Let $\{X_i \}_{i \in \mathbb{N}}$ be a sequence of i.i.d. random variables satisfying $\mathbb{E} X_1 = 0$ and $\mathbb{E} X_1 ^2 < \infty$. Assume that $\{S_n  \}_{n \in \mathbb{N}}$ is a non-lattice random walk, where $S_n = X_1+...+ X_n$. I am wondering whether there is a 'local large deviation theorem' running along these lines:

Theorem. Let $0 < a < b$. Then as $n \to \infty$ uniformly for $r \in [an, bn]$ $$ \mathbb{P} \{  S_n \in [r,r+1] \} \sim \int\limits_{r} ^{r+1} \kappa _n (x) dx, $$ where $\kappa _n$ is a function given explicitly.

Similar results are available for $r = o(n)$ in [1], at least for absolutely continuous random variables. This question can also be formulated in terms of the associated convolution operator. Let $a \in L^1$, $a \geq 0$. Define the operator $L$ on some function space by $$ Lu (x) = \int\limits _{\mathbb{R}} u(y)a(x-y) dy $$ and set $u_n = L ^n \delta _0$ (or alternatively $u_n = \frac{1}{2 \varepsilon}L ^n \mathbf{1} _\varepsilon$, where $\mathbf{1} _\varepsilon$ is the indicator of $[-\varepsilon, \varepsilon]$ for a small $\varepsilon > 0$). What can we say about $$ \int\limits _{r} ^{r+1} u_n (x)dx. $$ for $r \in [an, bn]$, possibly under some additional assumptions on $a$?

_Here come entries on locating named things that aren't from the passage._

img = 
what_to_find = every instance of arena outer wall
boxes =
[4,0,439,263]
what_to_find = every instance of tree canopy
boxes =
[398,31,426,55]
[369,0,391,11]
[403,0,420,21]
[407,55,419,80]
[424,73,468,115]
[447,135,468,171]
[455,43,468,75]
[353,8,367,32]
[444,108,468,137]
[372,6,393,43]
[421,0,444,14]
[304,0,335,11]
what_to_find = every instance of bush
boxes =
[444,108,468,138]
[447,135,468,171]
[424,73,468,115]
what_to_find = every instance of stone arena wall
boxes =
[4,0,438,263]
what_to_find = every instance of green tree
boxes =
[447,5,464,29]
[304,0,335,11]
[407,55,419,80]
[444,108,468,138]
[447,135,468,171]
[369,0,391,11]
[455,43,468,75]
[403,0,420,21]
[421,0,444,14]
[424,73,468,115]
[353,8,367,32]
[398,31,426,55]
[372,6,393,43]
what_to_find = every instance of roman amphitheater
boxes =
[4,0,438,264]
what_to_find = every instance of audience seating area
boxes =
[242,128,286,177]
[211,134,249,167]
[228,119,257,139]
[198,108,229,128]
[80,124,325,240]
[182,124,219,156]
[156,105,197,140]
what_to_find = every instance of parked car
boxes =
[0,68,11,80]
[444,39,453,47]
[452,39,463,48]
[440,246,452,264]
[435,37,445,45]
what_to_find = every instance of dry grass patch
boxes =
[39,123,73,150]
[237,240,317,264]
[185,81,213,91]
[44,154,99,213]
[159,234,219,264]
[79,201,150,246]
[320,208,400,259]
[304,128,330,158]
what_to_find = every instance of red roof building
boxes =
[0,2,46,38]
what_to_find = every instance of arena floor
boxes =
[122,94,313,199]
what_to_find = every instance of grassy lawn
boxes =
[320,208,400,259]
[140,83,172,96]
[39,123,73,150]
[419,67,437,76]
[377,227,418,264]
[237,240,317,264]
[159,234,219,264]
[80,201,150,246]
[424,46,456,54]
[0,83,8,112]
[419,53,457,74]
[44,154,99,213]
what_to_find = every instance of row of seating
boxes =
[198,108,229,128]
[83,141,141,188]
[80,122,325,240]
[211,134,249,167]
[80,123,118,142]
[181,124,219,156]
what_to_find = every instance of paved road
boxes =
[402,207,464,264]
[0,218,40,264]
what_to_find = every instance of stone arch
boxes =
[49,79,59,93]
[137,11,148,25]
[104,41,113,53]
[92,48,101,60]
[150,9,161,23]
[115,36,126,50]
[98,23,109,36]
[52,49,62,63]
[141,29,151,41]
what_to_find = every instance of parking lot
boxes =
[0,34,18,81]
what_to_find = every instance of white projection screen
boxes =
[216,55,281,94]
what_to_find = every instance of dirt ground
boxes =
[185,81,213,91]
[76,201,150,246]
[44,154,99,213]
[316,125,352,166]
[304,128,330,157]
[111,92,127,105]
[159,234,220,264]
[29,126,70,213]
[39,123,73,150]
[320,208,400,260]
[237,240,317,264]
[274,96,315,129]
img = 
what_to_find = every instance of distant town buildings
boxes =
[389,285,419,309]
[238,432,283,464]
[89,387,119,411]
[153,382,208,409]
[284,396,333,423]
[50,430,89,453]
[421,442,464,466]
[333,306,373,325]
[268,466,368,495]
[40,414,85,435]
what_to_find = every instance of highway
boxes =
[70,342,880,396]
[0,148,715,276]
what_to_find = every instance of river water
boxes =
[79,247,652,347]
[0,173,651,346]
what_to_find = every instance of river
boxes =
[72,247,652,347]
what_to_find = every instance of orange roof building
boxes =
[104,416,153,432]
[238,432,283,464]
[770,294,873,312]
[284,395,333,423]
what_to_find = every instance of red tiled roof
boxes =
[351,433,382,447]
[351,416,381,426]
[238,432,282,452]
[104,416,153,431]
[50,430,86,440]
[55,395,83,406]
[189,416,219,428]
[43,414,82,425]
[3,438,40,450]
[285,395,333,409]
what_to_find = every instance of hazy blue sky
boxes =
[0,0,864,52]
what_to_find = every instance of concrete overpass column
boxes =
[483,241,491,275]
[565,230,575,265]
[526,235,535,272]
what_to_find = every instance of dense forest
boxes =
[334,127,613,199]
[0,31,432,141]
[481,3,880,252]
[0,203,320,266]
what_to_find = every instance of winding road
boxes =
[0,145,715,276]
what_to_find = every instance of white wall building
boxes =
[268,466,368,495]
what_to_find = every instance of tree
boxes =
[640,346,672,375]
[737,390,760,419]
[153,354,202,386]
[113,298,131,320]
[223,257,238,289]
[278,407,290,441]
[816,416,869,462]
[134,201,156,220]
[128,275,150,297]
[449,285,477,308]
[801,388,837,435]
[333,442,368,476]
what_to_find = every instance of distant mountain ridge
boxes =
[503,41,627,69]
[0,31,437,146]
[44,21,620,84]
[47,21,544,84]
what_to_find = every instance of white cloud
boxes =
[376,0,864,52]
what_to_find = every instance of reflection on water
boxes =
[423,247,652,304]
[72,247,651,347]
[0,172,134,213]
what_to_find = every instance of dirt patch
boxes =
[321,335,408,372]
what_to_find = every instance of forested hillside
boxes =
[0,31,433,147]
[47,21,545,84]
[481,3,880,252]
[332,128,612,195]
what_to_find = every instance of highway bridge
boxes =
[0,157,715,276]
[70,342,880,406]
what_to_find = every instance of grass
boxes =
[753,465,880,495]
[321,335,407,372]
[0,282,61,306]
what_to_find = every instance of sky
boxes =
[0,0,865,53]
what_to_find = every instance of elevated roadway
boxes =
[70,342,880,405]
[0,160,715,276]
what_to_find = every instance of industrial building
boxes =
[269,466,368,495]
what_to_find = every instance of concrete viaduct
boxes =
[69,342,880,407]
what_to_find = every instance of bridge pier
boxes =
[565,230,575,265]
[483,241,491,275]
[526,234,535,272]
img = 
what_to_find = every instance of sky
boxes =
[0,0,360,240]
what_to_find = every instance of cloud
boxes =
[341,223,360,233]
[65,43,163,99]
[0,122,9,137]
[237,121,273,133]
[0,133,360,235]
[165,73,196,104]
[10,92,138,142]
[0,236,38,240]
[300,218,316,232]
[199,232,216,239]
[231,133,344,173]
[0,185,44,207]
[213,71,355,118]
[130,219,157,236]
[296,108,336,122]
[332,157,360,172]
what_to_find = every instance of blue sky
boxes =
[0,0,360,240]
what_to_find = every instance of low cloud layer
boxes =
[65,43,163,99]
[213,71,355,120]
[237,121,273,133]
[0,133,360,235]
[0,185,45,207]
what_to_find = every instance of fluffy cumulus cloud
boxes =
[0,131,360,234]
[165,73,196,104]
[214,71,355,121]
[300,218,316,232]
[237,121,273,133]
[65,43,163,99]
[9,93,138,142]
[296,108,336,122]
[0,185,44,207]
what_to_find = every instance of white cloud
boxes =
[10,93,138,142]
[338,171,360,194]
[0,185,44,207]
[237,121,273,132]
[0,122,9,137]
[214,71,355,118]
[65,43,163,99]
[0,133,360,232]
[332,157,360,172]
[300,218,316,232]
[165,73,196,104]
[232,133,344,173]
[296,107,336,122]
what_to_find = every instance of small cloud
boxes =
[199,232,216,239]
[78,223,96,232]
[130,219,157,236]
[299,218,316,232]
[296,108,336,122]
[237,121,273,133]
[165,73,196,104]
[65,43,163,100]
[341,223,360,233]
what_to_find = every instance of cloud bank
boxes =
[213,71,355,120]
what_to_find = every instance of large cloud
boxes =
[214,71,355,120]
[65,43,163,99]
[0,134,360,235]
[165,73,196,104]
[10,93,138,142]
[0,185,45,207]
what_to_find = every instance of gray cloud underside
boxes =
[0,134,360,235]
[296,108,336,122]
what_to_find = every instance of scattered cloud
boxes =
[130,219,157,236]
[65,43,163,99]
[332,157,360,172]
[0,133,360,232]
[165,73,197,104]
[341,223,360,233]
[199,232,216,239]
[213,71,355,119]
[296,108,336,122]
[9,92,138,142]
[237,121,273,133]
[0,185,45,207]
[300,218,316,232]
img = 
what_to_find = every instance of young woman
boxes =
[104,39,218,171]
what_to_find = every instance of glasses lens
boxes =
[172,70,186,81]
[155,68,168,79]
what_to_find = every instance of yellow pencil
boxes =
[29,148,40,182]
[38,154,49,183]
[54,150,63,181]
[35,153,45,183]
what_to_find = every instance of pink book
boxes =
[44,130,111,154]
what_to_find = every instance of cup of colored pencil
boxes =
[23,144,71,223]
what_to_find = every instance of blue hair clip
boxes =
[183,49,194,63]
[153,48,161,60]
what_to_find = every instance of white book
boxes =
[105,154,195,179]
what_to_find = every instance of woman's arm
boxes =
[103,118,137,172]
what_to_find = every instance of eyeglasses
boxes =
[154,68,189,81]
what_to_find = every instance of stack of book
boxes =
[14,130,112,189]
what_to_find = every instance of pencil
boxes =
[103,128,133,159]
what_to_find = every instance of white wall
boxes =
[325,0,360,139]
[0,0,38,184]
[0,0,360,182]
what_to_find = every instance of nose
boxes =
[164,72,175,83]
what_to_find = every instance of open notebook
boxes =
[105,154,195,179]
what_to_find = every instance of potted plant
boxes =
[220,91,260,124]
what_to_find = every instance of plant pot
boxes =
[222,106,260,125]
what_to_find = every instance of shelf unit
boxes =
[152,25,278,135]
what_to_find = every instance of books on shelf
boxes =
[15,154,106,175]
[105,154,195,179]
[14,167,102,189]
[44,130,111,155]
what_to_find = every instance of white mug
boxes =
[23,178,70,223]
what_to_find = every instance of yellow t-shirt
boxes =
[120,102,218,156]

[1]: Richter, W. (1957). Local limit theorems for large deviations. Theory of Probability & Its Applications, 2(2), 206-220.

Answer 1

For general classes of bounded pdf's of $X_1$, including pdf's with exponential-like, super-exponential, and sub-exponential tails, your Theorem follows from the considerations in Sections 2.1 and 2.2, with $$\kappa_n(x)=p_{S_n}(r)e^{-s_0(x-r)},$$ where $p_{S_n}$ is the pdf of $S_n$, $$s_0:=\sup\{s\ge0\colon m(s)<r/n\},$$ and $$m(s):=\frac{EX_1e^{sX_1}}{Ee^{sX_1}}.$$ As can also be seen from those considerations, the asymptotics of $p_{S_n}(r)$ will very much depend on how heavy the right tail of the distribution of $X_1$ is.